Pathology guideline standardizes warfarin genotype testing

2020 05 06 19 00 3862 Pharmacogenetics Theme 400

A new guideline from pathology societies provides a steer on what should be included in clinical warfarin sensitivity genotyping panels, as part of a larger move to standardize pharmacogenomics (PGx) testing in clinical laboratories.

The guideline was developed by the Association for Molecular Pathology (AMP) and the College of American Pathologists (CAP), with input from the Clinical Pharmacogenetics Implementation Consortium (CPIC). Recommendations were published by Dr. Karen Weck, director of the molecular genetics laboratory at the University of North Carolina, and colleagues online May 4 in the Journal of Molecular Diagnostics.

Testing is conducted routinely to identify patients who cannot metabolize the blood thinner warfarin, among other medications. The evidence-based recommendations build on past successes and improve phenotype prediction and test interpretation for all future warfarin sensitivity genotyping panels, according to the AMP.

The May 4 report is part of a series providing guidance on testing and aimed at standardizing PGx tests, and it builds on earlier recommendations for CYP2C19 and CYP2C9 genotyping, the AMP noted in a statement.

"Clinical PGx testing assays can vary significantly between laboratories," Weck and colleagues wrote in J Mol Diagn. "Some assays test for a single pharmacogene, while others test for several thousand variants in a variety of pharmacogenes."
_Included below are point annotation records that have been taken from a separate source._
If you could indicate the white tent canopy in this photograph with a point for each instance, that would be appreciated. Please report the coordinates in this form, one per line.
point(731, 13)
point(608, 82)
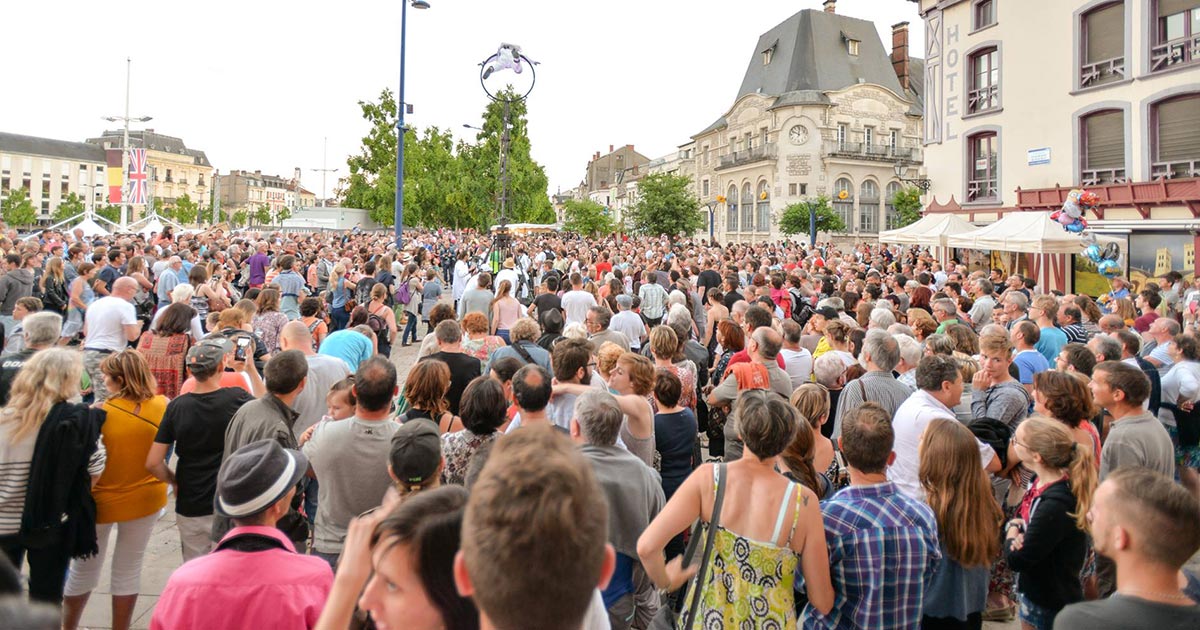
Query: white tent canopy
point(90, 228)
point(1023, 232)
point(931, 229)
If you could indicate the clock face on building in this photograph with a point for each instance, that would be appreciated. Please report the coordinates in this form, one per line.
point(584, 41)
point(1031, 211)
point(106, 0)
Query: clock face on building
point(798, 135)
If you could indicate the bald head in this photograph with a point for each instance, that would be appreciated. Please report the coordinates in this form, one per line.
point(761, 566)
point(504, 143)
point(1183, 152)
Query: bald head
point(295, 336)
point(1110, 323)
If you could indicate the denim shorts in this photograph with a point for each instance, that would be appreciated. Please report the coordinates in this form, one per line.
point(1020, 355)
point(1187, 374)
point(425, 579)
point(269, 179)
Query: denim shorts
point(1038, 617)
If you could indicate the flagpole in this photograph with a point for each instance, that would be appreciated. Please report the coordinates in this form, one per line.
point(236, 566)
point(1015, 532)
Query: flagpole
point(125, 148)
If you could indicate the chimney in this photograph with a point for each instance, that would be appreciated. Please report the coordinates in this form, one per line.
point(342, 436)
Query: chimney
point(900, 53)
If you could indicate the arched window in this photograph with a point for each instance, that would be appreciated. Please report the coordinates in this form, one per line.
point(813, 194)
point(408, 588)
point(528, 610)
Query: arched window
point(844, 202)
point(747, 208)
point(869, 207)
point(763, 199)
point(892, 216)
point(1176, 144)
point(731, 209)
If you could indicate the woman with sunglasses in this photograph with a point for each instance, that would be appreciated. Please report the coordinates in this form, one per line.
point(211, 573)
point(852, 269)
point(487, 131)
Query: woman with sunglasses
point(127, 497)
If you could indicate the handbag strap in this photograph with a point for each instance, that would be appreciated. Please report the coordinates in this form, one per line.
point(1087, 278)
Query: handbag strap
point(714, 522)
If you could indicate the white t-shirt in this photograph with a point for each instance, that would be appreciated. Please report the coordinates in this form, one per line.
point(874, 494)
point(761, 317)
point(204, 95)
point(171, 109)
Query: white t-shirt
point(798, 365)
point(106, 321)
point(910, 421)
point(575, 306)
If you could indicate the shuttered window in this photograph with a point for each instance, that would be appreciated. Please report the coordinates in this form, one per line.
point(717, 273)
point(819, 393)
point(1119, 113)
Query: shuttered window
point(1176, 135)
point(1104, 139)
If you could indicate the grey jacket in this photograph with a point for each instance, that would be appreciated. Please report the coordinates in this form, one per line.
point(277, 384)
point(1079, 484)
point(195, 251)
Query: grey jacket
point(15, 286)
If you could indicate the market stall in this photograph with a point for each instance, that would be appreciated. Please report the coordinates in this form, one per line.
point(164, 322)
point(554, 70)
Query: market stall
point(1043, 241)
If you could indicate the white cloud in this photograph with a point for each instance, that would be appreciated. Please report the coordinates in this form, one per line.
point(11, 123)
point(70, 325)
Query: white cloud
point(258, 84)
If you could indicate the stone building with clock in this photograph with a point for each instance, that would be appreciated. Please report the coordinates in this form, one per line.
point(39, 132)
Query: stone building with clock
point(823, 109)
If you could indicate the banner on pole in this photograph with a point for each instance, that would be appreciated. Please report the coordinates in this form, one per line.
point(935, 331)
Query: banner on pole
point(138, 177)
point(115, 178)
These differences can result in discrepant genotyping results and discordant interlaboratory quality assessments in PGx proficiency testing surveys, and they may ultimately affect patient care, the authors wrote.

As with prior reports in the series, the document on warfarin sets out a minimum panel of variant alleles that should be included and an extended panel that may be considered by labs in designing PGx tests.

"Our ultimate goal is to promote standardization of PGx gene/allele testing across clinical laboratories," Weck and colleagues wrote. "These recommendations are not to be interpreted as prescriptive but to provide a reference guide."